La première fois que je l'ai découvert, comme je connaissais déjà un bon nombre de films de Welles qui m'avaient carrément dévissé la tête (une claque envoyée par une large paluche d'ours, ça fait très mal), celui-ci m'avait laissé un goût d'inachevé ou de tentative presque maladroite de réaliser une œuvre plus rangée, plus hollywoodienne (un peu à la Wyler).

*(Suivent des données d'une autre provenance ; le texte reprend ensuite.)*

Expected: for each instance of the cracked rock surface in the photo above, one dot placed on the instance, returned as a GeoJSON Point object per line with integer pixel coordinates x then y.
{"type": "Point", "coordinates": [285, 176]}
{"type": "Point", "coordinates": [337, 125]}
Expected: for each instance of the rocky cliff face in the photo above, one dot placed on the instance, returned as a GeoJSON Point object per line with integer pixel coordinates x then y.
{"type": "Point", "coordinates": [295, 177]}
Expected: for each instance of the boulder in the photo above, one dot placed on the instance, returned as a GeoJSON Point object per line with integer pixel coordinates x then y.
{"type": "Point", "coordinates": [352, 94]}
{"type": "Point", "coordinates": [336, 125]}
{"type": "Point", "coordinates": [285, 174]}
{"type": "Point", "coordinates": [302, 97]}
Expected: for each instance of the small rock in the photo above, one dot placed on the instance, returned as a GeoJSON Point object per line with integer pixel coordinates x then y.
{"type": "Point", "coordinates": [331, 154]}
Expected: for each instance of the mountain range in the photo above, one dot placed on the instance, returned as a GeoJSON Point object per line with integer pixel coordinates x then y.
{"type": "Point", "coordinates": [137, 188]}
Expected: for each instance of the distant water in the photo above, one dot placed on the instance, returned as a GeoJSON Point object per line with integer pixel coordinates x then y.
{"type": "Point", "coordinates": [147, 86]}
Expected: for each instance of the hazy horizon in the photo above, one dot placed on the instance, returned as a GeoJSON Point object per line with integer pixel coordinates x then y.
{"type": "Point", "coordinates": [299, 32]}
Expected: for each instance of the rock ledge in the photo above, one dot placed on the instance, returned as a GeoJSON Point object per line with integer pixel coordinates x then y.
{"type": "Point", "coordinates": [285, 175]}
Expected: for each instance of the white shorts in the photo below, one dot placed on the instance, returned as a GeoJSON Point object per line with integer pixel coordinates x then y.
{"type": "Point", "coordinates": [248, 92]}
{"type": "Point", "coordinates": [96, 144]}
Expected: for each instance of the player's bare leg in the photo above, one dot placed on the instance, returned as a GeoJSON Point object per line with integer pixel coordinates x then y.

Comme si Welles avait accepté un temps de faire profil bas et un peu moins se faire remarquer, tel un élève doué mais trop turbulent qui durant un semestre se tiendrait à carreau pour ne pas se faire virer de l'école.
Alors, bien sûr, il y a ses marques de fabrique : les scènes d'intérieur cadrées en contre-plongée avec plafond exagérément bas pour enchâsser les personnages-marionnettes avec une ligne de fuite illusoire (mais qu'est-ce que je suis en train d'écrire, là !? Jean Mitry, sors de ce corps !! :lol: ) et ce générique qui file la chair de poule.

Depuis, je l'ai revu 2-3 fois et tout en ne pouvant que l'apprécier modérément par rapport au transport total procuré par la plupart des autres films de Welles, il contient malgré tout une des plus bouleversantes scènes que je connaisse. Une scène toute simple en apparence, qui paraîtrait presque anodine si une autre qu'Anne Baxter l'interprétait. Quand Tim Holt lui fait ses adieux et qu'elle se contente de lui sourire. Il s'éloigne, embarrassé, ne sachant sur quel pied danser, lui qui croyait compter un peu plus à ses yeux et elle ne quitte pas ce sourire qui se veut simplement amical et gentil. Puis elle s'en retourne et peu à peu ce sourire s'éteint. Elle entre dans un drugstore et s'effondre.
Je voudrais bien me défendre de tout romantisme désuet mais, rien à faire, cette scène me flingue. :oops:

Une scène d'une tendresse inhabituelle chez Welles, ogre-démiurge, roi-Saturne magnifique mais souvent cruel. Allez, j'ose : on dirait du John Ford... voire du Truffaut (celui de Tirez sur le pianiste et de La femme d'à côté).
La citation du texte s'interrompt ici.